Desconhece-se se as pessoas, em geral, percebem ou não o hip-hop que não passa na TV, e se é isso que as faz ficar em casa quando uma das mais contravencionais bandas vem a terreiro. Certo é que, quando Oddateee subiu ao palco da ZDB para fazer o warm-up, a sala estava às moscas. Numa actuação afivelada a um alinhamento de Oktopus (produtor do colectivo que se seguia) e a versar por cima, o músico natural de New Jersey, “co-coming from the hood”, teve algumas tiradas brilhantes e outras menos boas.

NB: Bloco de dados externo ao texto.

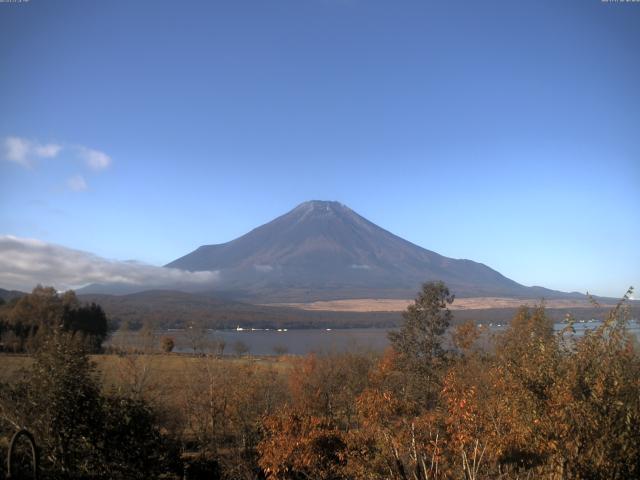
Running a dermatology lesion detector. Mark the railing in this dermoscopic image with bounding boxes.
[7,429,38,480]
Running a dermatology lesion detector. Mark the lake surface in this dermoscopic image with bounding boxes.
[109,321,640,355]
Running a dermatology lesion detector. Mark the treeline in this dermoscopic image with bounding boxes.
[0,283,640,480]
[0,286,108,353]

Sozinho, sem o DJ que o costuma acompanhar em digressão, Oddateee apelou a um sentimento de comunidade, a uma aproximação das pessoas ao palco, à coisa dialógica que marcou os primórdios do hip-hop. Saiu-se bem, ainda que o público, que ia agora crescendo, nem sempre respondesse. Arrepiante foi o número em que desfiou, uma por uma, as mortes de gente próxima, o tipo alvejado por 450 dólares, o trompetista, a miúda com Sida, etc. Mas insistiu em mostrar às pessoas como se escrevia o seu nome artístico e em malhar no DJ, aquele “asshole” que não marcou presença.

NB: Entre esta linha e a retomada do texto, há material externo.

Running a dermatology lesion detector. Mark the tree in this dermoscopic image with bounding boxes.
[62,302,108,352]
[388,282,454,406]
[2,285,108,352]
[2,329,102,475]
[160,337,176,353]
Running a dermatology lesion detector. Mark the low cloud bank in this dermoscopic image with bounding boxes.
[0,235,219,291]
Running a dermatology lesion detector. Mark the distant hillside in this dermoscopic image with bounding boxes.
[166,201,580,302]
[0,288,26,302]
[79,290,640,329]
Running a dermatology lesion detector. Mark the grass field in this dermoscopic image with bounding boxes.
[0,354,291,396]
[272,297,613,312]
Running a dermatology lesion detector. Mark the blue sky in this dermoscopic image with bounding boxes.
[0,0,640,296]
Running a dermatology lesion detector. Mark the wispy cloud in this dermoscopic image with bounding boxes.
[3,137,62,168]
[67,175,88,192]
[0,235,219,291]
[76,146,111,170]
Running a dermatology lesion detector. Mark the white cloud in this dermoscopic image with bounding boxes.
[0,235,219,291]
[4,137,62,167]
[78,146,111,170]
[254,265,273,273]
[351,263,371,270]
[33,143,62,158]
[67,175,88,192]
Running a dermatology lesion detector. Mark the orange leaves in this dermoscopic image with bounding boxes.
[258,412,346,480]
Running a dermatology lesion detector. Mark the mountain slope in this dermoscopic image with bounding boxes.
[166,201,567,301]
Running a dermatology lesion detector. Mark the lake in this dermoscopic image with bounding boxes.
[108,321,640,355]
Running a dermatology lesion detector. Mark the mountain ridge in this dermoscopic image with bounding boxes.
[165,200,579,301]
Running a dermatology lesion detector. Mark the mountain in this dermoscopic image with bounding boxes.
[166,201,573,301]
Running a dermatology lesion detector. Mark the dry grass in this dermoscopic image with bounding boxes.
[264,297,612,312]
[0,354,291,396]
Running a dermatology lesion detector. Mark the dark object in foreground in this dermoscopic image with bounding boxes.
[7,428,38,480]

Compreende-se a necessidade de preencher os espaços mortiços enquanto o computador não devolve a faixa seguinte, mas às vezes a repetição sem brilho aborrece. No que realmente conta, Oddateee fez um set competente e percebeu-se por que é que os Dälek pegaram neste miúdo. Sai-se melhor quando se agarra ao groove do baixo para pôr a voz, do que quando tenta furar a bateria ou o material samplado de que se faz acompanhar; nestes, a voz fica abafada e é difícil ler as suas palavras. Qualidades de MC não lhe faltam, falta-lhe talvez maior capacidade de encaixe, mais cola criativa que torne a sua música mais forte e coesa, da raiz até às pontas.

Mas a noite era dos Dälek (lê-se “dialect”, para quem ainda não sabe). Colectivo formado por Dälek, o peso-pesado, o MC e principal produtor, Oktopus, produtor também a cargo das teclas, e DJ Still, o gira-disquista de serviço, senhor da mais swingante cabeleira afro. Os Dälek de Negro, Necro, Nekros, o primeiro disco editado em 1998, não são já os mesmos que se apresentaram na Galeria. Entretanto cresceram muito e, sobretudo, cresceram muito depressa. Uma das obras maiores foi o disco que gravaram a meias com Faust, nome intocável do krautrock germânico.

Ao vivo, tudo é diferente, é tudo mais descontrolado, mais sónico, mais avassalador. Houve quem se queixasse da muralha de som que se constituiu e que tornava imperceptível quase tudo. Sentiu-se, de facto, uma reverberação que tornava macroscópicos apontamentos ligeiros de som e isso acabou por influir na degustação plena do concerto. Possível explicação: as ondas acústicas encontravam muito atrito, muitos espaços vazios entre a assistência e, como a sala é pequena, as ondas chocavam entre si e adensavam o barulho, o ruído na comunicação, já de si ruidosa, emanada da voz e instrumentos.

Uma espécie de hip-hop progressivo que tem tudo para defraudar os fundamentalistas do hip-hop ou do metal. É preciso alguma abertura para levar com um live sampling agressivo, aturar o berreiro de DJ Still para a agulha do gira-discos, beats ultracinéticos e uma poesia que não cabe nesse termo. Há quem ande a descobrir no som dos Dälek vestígios de My Bloody Valentine. Eles existem sim, mas apenas na exacta medida que os encontramos nos Jesu, novo projecto de Justin Broadrick (ex-Goldflesh e Techno Animal): uma nebulosa de som que se expande como gás tóxico, que calcina tudo à passagem. E a analogia acaba aqui, não vão os incautos do shoegaze calçar o sapato errado. Demolidor e inspirador, simultaneamente, assim foi Dälek.